Er griff nach der Pistole und richtete sie direkt auf Joes Kopf, während er seinen Gedanken zu Ende brachte. »Hätte sie das nicht getan, hätte keiner von euch Niggern überhaupt etwas.«

Joe nahm die Hände hoch. »Isaac«, sagte er Hilfe suchend.

Isaac stand auf und ging zum Münztelefon.

Er wählte gerade, als er den Schuss hörte. Er wirbelte herum und sah, dass Wally Joe mit einem Schuss in den Kopf getötet hatte. Joe war hinterm Tresen zusammengesunken und blutete. Als Nächstes richtete Wally die Waffe auf Isaac. Er hielt ihn damit in Schach, während sie sich ihre Lüge zurechtlegten und Wally das Geld aus der Kasse nahm, um die Geschichte glaubwürdig aussehen zu lassen. Es war Isaac, der den Vorfall telefonisch meldete. Wally sorgte dafür, dass er auch das Richtige sagte und verschwand, als er eine Viertelstunde später die Sirenen auf dem Highway näher kommen hörte. Als die Deputys hereinkamen, erzählte Isaac die Geschichte von den weißen Räubern, wiederholte sie zweimal – einmal dem Sheriff und dann Geneva gegenüber, als sie und ihre Familie aus Timpson zurückkamen. Jetzt, Jahre später, sagte Isaac leise mit tränennassem Gesicht: »Sagen Sie Geneva, dass es mir leidtut.«

Darren war ganz benommen, als er vom Sheriffbüro wegfuhr, die weißen Linien des Highways verschwammen ihm vor den Augen, während er darüber nachdachte, wie er hatte übersehen können, was er direkt vor der Nase gehabt hatte: Das Gewirr von Familienbanden, die die Geschichte dieses Ortes bestimmten, und wie sie alle in Mord geendet hatten. Er versuchte sich die Worte zurechtzulegen, die er zu Geneva sagen wollte, wenn er sie sah, doch als er beim Café in Lark ankam, hatte der Oktoberwind sie bereits fortgetragen.
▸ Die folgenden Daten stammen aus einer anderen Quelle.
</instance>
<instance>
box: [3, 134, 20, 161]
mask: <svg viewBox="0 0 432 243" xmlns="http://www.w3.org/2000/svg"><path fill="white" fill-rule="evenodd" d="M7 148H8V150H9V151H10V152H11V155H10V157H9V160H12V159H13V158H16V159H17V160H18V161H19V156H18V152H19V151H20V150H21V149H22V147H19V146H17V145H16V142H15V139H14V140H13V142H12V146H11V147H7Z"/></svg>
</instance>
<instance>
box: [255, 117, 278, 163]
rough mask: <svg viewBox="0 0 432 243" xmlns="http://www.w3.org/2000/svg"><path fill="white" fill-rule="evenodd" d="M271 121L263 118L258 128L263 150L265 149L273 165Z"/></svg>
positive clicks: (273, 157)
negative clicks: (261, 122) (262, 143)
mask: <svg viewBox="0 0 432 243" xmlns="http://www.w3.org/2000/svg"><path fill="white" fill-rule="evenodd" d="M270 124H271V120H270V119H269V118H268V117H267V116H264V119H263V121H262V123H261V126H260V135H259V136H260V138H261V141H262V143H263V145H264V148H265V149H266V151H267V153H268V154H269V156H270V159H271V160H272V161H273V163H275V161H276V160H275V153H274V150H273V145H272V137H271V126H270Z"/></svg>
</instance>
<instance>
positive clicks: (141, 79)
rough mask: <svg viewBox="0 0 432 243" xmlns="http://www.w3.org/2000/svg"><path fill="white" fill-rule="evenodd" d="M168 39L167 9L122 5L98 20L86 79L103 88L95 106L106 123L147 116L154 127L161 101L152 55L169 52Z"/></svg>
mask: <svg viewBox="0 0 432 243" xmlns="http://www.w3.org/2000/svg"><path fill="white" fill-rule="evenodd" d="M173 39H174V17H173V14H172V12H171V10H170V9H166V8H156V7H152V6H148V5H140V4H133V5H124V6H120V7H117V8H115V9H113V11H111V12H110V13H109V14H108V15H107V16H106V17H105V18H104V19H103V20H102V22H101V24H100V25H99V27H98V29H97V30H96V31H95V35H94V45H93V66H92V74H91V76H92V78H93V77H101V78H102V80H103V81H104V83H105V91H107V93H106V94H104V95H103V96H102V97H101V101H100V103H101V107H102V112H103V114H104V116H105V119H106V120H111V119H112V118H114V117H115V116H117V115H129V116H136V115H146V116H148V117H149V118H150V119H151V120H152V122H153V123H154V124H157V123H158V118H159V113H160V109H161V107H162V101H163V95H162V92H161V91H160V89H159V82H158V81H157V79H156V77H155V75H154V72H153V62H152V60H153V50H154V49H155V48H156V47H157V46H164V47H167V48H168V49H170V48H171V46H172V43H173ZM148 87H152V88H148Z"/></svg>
Die Glocke läutete, als er das Geneva’s betrat.

Randie, die in einer der Nischen saß, erhob sich augenblicklich. Geneva hinterm Tresen drehte sich zu Darren um, der von hinten von der Sonne angestrahlt wurde, die durch das Fenster fiel. Sie wusste, was käme, und als er darum bat, allein mit ihr zu sprechen, nickte sie in Randies Richtung und sagte: »Das ist auch ihre Geschichte.«

Er ging mit den beiden Frauen zum Trailer, wartete, bis sie nebeneinander auf dem Sofa Platz genommen hatten, und erzählte die Geschichte von Anfang bis Ende, kehrte zurück zu der Frühlingsnacht vor sechs Jahren, als Wally Joe Sweet getötet hatte, und schloss mit der Nacht, in der Isaac Michael Wright den tödlichen Schlag versetzt hatte. Geneva weinte. Es war mit das Herzzerreißendste, was Darren je gesehen hatte. Die Maske fiel restlos, sie sackte in sich zusammen, das Gesicht verzerrt und der Körper gekrümmt vor Schmerz über den Irrsinn, der ihren Mann das Leben gekostet hatte. Sie kippte einfach um und landete mit dem Kopf in Randies Schoß. Die erschrak zuerst, entspannte sich aber dann, während sich Geneva wie ein verletzter Vogel von ihr festhalten ließ. Sie waren in Sicherheit. Doch Darren blieb stundenlang bei den beiden Frauen und passte auf sie auf.